Treasury bill interest rates soar in Singapore

Retail investors have taken notice of the rising rates on Singapore’s Treasury bills (T-bills), and more are now choosing to invest with their Central Provident Fund (CPF) money.

According to the Monetary Authority of Singapore (MAS) and the CPF Board, more than 3,000 successful applications totalling S$450 million were made to invest CPF Ordinary Account deposits in the three T-bill auctions last month.

In January, when T-bill interest rates were less than 1%, there was only one such application.

“The increase in T-bill applications made through the CPF Investment Scheme (CPFIS), and more generally the increased retail participation in T-bills, is likely due to the higher interest rates which have risen alongside global interest rates throughout 2022,” MAS and CPF Board said in a recently issued joint statement.

T-bills are short-term financial securities with maturities of one year or less that are issued and backed by the Singaporean government.
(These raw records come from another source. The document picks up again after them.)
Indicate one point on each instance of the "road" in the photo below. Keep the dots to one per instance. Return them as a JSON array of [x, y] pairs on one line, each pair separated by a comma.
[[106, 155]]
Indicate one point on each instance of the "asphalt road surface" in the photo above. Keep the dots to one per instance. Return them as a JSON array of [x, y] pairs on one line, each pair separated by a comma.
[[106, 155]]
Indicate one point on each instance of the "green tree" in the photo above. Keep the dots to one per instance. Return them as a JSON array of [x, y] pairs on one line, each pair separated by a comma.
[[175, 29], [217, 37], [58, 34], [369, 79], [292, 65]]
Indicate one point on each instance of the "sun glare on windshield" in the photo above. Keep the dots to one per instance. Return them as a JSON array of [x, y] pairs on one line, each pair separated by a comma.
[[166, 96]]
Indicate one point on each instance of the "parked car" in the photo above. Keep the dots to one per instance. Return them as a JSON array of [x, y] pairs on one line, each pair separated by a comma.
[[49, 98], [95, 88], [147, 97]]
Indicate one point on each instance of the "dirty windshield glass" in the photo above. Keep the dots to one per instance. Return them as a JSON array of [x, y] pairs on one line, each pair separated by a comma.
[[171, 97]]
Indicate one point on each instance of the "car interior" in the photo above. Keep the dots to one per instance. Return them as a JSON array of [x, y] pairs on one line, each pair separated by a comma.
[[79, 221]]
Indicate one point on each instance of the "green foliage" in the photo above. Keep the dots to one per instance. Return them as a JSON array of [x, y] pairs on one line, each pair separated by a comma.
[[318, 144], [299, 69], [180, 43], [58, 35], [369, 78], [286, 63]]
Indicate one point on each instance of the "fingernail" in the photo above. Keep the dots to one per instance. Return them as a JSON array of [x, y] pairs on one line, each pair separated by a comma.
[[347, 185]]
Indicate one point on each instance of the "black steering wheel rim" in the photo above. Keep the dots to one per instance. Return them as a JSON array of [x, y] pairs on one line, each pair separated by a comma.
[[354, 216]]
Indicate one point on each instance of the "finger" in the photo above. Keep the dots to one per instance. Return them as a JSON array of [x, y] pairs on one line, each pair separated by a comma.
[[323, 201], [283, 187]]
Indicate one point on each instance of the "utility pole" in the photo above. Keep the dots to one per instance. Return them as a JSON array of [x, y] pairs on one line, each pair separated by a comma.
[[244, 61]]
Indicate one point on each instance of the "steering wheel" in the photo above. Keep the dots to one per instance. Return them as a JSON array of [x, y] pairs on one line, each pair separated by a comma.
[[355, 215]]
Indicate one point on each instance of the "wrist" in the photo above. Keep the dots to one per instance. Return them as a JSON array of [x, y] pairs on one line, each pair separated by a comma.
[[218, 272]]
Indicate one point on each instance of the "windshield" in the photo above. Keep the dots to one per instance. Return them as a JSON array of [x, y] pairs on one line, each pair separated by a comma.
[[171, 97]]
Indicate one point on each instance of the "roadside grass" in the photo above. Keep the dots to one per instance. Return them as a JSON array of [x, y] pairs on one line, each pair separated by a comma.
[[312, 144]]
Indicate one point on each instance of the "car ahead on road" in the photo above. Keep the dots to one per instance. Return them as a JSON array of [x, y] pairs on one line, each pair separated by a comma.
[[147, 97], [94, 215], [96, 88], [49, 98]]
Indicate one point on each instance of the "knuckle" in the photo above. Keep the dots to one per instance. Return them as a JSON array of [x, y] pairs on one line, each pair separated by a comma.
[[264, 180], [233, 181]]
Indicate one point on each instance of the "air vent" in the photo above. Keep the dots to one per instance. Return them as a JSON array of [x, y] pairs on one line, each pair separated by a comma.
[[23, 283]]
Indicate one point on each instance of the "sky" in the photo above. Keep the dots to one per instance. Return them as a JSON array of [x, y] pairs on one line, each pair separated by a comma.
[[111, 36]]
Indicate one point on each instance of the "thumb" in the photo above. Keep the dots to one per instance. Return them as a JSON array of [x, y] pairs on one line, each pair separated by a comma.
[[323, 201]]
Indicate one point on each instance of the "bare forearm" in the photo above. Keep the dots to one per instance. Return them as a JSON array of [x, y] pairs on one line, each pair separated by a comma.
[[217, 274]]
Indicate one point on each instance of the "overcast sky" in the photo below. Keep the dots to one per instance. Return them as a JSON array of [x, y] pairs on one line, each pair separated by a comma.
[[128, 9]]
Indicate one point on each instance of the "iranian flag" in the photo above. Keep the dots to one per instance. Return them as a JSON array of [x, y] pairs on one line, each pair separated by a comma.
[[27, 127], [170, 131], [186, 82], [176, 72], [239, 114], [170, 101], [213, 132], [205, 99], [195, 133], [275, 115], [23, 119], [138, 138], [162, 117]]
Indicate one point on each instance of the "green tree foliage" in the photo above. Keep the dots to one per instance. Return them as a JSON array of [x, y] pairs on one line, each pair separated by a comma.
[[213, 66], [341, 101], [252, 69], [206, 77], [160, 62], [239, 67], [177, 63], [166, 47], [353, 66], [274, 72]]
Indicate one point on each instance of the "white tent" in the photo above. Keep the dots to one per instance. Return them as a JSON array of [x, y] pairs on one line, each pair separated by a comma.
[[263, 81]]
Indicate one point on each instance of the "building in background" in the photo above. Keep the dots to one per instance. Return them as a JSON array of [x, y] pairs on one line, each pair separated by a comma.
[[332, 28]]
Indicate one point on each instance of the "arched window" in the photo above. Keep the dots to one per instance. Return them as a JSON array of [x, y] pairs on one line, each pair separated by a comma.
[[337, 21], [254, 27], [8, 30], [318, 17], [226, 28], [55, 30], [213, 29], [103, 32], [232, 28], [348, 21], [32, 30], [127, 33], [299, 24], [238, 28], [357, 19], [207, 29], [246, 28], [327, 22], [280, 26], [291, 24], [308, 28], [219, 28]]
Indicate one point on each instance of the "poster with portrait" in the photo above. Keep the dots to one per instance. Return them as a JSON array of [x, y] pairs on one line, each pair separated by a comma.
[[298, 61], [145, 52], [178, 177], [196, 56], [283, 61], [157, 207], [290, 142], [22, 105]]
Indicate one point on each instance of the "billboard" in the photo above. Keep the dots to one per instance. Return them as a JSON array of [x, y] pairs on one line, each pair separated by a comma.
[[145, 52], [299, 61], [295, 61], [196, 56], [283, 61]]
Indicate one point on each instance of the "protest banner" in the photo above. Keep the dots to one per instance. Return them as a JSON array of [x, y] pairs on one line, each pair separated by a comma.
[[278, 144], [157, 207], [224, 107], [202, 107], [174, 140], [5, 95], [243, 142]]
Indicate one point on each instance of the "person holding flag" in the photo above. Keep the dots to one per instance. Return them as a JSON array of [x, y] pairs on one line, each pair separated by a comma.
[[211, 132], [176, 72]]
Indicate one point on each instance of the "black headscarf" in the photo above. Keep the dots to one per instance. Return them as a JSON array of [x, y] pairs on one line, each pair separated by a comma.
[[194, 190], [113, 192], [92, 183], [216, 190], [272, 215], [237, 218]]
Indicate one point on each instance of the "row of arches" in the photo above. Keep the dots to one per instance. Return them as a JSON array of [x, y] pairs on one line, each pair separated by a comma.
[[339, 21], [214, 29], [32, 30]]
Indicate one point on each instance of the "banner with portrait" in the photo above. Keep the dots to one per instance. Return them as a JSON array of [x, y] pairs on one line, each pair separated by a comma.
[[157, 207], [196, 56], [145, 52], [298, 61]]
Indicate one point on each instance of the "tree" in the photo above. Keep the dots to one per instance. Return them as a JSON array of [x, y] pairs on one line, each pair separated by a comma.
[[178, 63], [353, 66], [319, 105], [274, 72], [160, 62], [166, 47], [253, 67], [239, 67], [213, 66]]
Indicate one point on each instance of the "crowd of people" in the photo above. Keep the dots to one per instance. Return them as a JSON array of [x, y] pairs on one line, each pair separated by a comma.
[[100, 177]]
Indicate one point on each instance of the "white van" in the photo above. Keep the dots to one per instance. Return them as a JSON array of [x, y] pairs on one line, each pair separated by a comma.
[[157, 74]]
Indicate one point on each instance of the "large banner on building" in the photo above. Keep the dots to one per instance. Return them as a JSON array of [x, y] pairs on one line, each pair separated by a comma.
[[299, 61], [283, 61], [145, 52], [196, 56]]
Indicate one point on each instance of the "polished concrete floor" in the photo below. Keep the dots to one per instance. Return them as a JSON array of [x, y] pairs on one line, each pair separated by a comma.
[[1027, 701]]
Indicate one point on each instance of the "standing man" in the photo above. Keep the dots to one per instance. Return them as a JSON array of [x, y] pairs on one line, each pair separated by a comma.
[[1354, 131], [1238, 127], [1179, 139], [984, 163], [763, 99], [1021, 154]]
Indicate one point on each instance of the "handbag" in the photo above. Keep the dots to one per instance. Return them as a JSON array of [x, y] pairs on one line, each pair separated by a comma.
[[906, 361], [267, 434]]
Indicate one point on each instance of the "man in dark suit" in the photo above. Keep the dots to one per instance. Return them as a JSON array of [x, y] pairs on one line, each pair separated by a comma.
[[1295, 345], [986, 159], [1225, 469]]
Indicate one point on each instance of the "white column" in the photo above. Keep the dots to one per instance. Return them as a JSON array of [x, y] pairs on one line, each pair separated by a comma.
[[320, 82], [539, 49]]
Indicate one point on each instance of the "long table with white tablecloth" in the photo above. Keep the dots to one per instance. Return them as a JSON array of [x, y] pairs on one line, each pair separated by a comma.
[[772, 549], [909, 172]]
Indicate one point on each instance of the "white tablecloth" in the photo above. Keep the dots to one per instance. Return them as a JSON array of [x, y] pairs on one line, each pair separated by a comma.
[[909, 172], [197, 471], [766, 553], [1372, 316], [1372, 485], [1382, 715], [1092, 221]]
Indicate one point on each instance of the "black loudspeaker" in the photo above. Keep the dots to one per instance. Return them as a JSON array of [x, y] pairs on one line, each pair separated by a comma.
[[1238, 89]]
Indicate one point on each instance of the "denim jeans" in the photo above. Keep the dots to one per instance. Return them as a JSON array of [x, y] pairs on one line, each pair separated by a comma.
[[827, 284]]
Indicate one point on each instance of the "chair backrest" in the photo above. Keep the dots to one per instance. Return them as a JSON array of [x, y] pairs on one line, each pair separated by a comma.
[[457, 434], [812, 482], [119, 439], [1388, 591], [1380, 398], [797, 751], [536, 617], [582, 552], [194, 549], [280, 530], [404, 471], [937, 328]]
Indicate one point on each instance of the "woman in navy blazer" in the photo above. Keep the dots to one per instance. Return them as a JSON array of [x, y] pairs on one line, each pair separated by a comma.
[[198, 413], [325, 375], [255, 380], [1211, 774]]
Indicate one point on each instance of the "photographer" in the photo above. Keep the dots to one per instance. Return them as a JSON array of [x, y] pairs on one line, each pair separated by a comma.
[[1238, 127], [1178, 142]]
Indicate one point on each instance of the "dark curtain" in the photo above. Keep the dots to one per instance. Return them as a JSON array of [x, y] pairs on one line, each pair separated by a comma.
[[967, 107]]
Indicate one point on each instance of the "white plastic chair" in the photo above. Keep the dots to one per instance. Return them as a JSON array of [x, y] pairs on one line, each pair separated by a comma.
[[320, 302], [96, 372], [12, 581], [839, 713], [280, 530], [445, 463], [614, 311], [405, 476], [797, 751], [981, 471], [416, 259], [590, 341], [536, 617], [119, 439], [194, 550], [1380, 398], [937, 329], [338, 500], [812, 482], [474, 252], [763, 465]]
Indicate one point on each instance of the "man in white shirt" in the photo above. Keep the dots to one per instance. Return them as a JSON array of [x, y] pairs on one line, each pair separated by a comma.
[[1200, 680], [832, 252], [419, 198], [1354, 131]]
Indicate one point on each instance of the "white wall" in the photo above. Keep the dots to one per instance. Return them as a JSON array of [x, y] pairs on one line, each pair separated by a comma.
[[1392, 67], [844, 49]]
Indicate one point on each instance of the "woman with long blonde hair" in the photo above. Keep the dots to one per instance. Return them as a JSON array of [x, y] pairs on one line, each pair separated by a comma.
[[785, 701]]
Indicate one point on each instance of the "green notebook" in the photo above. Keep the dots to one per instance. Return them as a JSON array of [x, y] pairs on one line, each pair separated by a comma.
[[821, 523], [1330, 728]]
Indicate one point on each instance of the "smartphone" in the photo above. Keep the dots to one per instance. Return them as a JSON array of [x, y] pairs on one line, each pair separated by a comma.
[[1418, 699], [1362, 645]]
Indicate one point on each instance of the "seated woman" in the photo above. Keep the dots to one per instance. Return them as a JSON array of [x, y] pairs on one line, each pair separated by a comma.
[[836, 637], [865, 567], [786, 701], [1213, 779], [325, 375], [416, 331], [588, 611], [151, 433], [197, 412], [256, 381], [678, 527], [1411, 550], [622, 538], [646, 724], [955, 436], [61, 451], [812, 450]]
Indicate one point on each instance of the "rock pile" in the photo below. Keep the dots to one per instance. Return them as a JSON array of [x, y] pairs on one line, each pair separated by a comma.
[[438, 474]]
Two auctions for T-bills with a six-month tenor and one for a one-year maturity were held in October.

T-bill yields have been rising in line with the rise in other government securities like the Singapore Savings Bonds as central banks across the world rush to raise interest rates to fight inflation. The cut-off yield for the most recent six-month T-bill auction was 4.19 per cent annually, which was the highest since 1988.

This indicates that T-bill returns have exceeded not only the 2.5% interest rate offered for funds in CPF Ordinary Accounts but also the higher interest rate of 4% for Special, MediSave, and Retirement Accounts.